There *is* no "fundamental" problem, leastwise a fundamental problem that begins with either the people or the government. There is a *systemic* problem. An infection, a sign of age, a deterioration. There is no fundamental basis for such a problem beyond the same fundamental basis of the institutions, and the cultures and populations at play. All systems have fundamental weaknesses, and those weaknesses express over time as systemic failures.

It's not helpful to look at it as the responsibility, ultimately, of anyone that our country has reached this impasse. There is simply a need for reform- and the only way you achieve that is working across the board. Get your hands around the problem, speak up, speak out, generate dialogue, and look for solutions. That's it. It matters not who exactly you appeal to. Everything needs to be changed, and it needs to be changed all at the same time.

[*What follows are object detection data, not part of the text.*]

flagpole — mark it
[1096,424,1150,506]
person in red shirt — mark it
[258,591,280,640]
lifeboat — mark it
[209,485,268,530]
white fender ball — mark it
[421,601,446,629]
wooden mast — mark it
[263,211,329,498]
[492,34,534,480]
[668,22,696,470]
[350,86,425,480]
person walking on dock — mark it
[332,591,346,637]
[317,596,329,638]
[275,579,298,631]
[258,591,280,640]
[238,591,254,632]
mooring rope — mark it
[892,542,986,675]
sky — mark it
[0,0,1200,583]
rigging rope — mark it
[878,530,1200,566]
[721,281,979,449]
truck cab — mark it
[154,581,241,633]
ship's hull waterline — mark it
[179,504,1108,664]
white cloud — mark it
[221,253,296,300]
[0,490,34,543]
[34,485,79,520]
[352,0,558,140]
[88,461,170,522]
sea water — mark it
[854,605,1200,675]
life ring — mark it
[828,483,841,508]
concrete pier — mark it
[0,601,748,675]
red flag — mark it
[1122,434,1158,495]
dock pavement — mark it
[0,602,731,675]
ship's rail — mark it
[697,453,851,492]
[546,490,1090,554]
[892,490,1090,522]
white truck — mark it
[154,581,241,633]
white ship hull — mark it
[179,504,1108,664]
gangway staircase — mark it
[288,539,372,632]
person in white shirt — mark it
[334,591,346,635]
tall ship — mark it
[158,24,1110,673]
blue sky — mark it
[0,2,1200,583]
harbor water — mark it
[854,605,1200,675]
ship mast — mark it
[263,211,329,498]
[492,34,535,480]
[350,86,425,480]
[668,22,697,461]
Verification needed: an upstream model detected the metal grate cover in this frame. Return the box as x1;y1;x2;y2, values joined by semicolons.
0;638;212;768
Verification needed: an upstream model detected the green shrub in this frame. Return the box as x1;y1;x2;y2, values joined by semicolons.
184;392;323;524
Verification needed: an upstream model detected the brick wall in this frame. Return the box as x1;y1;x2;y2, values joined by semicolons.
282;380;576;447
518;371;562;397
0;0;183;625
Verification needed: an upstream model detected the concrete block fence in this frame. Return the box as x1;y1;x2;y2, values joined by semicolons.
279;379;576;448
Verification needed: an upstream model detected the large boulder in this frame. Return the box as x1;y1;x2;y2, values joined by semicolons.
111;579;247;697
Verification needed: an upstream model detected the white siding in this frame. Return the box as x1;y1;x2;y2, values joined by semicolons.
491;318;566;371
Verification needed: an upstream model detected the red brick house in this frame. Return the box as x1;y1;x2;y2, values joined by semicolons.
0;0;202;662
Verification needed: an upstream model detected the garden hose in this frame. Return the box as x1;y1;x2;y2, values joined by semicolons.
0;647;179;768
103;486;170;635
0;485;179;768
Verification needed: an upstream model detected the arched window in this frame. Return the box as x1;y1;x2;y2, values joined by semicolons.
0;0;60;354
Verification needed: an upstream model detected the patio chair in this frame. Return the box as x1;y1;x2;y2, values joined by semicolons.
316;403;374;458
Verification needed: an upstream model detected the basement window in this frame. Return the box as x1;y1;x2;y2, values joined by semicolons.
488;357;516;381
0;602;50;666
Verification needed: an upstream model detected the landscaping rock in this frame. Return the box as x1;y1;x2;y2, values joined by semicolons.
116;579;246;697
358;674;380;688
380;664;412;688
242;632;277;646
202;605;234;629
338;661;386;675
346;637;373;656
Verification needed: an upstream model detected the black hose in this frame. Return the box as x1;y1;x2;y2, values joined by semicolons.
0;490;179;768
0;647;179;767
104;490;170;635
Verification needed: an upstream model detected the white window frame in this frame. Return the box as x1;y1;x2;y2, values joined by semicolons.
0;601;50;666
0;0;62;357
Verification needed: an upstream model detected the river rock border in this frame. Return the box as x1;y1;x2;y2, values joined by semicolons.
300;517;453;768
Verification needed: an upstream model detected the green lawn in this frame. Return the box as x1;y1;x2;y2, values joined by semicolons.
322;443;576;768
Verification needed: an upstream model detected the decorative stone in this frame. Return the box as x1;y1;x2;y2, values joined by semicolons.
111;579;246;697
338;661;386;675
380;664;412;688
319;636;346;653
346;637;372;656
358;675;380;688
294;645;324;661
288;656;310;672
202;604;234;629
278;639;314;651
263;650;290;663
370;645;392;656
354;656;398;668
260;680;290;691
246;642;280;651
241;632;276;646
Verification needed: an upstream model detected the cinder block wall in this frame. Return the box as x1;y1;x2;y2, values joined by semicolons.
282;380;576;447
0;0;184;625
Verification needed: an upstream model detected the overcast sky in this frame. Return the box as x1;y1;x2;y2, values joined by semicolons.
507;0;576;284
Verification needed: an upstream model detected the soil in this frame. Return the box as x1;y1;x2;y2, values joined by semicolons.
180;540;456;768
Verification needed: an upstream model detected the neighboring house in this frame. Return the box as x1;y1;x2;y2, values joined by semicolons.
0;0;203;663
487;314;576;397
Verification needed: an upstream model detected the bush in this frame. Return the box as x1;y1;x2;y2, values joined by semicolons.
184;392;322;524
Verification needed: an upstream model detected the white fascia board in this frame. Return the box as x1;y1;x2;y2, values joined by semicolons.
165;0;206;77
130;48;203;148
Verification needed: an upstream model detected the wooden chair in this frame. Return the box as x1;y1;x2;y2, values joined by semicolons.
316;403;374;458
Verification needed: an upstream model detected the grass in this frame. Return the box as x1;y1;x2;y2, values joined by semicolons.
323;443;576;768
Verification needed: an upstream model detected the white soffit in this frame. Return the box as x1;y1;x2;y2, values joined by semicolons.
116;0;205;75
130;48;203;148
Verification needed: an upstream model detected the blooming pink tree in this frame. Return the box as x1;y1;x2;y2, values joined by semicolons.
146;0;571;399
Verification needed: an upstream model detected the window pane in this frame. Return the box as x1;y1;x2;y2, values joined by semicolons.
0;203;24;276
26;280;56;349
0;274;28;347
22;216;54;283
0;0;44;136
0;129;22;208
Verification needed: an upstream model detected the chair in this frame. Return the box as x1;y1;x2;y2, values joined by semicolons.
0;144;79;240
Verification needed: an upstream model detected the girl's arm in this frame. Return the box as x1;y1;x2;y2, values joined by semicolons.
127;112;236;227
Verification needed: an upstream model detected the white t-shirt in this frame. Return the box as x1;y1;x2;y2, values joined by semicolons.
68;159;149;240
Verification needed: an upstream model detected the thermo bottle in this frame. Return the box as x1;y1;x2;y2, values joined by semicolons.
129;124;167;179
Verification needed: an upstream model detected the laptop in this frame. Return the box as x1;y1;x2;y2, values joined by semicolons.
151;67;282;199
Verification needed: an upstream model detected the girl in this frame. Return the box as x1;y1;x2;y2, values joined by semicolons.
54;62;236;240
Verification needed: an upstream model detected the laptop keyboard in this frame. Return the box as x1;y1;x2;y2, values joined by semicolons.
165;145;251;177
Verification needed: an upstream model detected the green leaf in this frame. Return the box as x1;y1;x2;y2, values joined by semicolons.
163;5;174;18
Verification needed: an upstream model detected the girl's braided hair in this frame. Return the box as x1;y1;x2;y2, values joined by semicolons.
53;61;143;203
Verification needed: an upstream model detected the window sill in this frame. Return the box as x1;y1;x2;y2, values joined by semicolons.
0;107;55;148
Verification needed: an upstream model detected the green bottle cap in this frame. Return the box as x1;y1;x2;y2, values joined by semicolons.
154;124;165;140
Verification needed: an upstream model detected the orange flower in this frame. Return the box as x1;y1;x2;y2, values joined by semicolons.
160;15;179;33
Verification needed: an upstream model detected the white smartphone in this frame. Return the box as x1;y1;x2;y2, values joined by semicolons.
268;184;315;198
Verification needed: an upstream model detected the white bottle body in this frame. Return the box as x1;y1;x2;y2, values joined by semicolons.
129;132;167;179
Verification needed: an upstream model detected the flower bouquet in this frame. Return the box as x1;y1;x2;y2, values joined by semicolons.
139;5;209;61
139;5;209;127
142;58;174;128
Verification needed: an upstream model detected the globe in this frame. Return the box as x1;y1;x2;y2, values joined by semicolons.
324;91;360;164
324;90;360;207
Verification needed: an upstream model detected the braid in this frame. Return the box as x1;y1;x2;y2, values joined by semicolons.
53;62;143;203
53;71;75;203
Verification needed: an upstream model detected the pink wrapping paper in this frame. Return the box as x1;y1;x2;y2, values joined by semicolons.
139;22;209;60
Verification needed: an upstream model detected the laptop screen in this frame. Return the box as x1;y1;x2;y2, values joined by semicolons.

You are right- a significant problem in America is that the people *and* the government want reform without actually changing anything. We essentially want to go on with our lives just as they are, or slightly better, and fix things. The idea of making sacrifices, or of radically changing the way we work in order to ensure our future is unthinkable, because to Americans, the future is supposed to be just like today, only better. Nobody wants the future to actually be any different, even if it has to be. Which is an attitude our nation adopted a long time ago, when we were, and it seemed that we would continue for a long time to be, the untouchable world leader in everything.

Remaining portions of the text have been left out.